他人の持ち物を漁る趣味はないけれど、小分けにしてから捨てる必要はあるだろう。
ニアはバッグを開けた。
替えの下着や化粧品、その他のこまごまとしたものが所狭しと詰め込まれていた。
中には、ニアがかつてロザリー達と暮していた頃に見た覚えのあるものもあった。
まだ使えそうな物品もあるけれど……誰かが使っていたものを勝手に自分のものにするのにも抵抗がある。

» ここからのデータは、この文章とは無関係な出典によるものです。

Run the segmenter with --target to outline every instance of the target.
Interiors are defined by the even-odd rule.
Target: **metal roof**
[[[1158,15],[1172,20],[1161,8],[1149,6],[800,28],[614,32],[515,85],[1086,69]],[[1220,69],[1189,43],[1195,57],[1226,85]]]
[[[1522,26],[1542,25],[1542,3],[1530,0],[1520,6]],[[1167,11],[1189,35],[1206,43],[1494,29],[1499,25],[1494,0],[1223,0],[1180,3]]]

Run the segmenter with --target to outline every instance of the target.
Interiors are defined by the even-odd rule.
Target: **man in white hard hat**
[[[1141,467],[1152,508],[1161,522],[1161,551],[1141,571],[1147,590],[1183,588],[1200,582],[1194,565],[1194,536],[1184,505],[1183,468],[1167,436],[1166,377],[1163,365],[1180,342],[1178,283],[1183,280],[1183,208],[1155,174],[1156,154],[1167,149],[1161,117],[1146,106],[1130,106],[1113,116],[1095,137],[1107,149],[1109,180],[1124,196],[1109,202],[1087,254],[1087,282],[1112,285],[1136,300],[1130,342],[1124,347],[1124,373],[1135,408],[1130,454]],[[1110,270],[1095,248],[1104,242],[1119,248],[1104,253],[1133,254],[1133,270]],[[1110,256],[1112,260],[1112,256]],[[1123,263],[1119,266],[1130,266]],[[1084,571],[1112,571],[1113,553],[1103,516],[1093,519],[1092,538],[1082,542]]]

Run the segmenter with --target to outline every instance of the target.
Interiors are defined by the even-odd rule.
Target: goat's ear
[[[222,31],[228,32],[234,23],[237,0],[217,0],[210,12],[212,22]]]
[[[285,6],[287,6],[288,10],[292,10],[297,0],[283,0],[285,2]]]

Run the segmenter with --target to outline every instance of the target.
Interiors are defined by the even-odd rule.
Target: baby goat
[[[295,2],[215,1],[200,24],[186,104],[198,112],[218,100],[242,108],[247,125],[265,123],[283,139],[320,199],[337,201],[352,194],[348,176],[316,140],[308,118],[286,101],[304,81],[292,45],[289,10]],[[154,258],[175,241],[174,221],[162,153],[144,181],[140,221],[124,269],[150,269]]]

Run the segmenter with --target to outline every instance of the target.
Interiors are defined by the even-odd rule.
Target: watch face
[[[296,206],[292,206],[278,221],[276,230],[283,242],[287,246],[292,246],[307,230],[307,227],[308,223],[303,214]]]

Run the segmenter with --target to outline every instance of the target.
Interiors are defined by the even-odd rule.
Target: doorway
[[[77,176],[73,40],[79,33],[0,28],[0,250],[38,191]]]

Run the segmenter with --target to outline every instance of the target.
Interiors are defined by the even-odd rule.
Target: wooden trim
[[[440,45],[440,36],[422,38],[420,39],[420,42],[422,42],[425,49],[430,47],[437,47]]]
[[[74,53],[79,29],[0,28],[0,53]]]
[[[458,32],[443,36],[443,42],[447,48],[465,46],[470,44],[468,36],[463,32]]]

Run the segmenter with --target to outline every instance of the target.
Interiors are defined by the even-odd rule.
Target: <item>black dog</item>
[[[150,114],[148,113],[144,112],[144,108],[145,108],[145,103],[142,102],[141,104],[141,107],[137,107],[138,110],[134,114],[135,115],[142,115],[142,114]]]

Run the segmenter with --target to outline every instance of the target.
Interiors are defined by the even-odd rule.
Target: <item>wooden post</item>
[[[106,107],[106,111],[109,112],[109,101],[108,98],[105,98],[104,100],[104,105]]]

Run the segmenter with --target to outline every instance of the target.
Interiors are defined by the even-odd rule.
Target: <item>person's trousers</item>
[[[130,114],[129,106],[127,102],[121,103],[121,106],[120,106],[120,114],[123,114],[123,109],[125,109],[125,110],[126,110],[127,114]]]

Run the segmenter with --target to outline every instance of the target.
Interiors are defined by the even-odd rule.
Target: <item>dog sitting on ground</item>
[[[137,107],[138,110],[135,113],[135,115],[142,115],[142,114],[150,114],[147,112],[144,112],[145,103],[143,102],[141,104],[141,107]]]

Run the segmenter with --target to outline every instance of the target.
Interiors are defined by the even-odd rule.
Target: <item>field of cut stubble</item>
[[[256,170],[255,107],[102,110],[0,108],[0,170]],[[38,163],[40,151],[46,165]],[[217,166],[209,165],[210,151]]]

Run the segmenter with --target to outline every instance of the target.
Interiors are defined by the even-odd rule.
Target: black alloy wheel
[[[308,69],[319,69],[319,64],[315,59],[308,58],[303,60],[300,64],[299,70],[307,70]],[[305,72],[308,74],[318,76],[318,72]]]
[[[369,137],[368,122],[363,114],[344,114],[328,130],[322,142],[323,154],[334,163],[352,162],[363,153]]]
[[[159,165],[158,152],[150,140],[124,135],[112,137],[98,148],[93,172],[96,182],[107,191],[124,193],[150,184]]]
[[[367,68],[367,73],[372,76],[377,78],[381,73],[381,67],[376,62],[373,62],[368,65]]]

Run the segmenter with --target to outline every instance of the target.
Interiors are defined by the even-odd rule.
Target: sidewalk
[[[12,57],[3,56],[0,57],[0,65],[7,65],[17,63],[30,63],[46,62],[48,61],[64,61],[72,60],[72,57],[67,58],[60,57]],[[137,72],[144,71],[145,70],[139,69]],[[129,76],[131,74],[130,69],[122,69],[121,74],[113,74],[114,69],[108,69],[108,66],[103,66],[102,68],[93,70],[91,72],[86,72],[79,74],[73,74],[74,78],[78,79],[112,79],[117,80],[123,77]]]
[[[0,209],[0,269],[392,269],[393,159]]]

とりあえず、衣類は衣類で分けて少しずつ処分していくことにしよう。
ニアはバッグの中からスカートやブラウスを引っ張り出し始めた。
だが、作業が少し進んだ頃、ニアの手が止まった。
「これって……」
ロザリーのバッグから出てきたのは、黒い衣服だった。
その衣服にはフードがついていた。
フウンが言っていた、黒いフードの人物―――。
まさか。偶然だろう。しかし、仮にロザリーがそうだとすれば辻褄は合う。ロザリーは物を見えなくする魔術が使えるのだから、呪印の隠ぺいは可能だ。
でも万が一そうだとしたら、彼女にそれを指示したのは――。
いや、今は事実を確認することが先だ。
ニアは黒いローブを片手に部屋を飛び出した。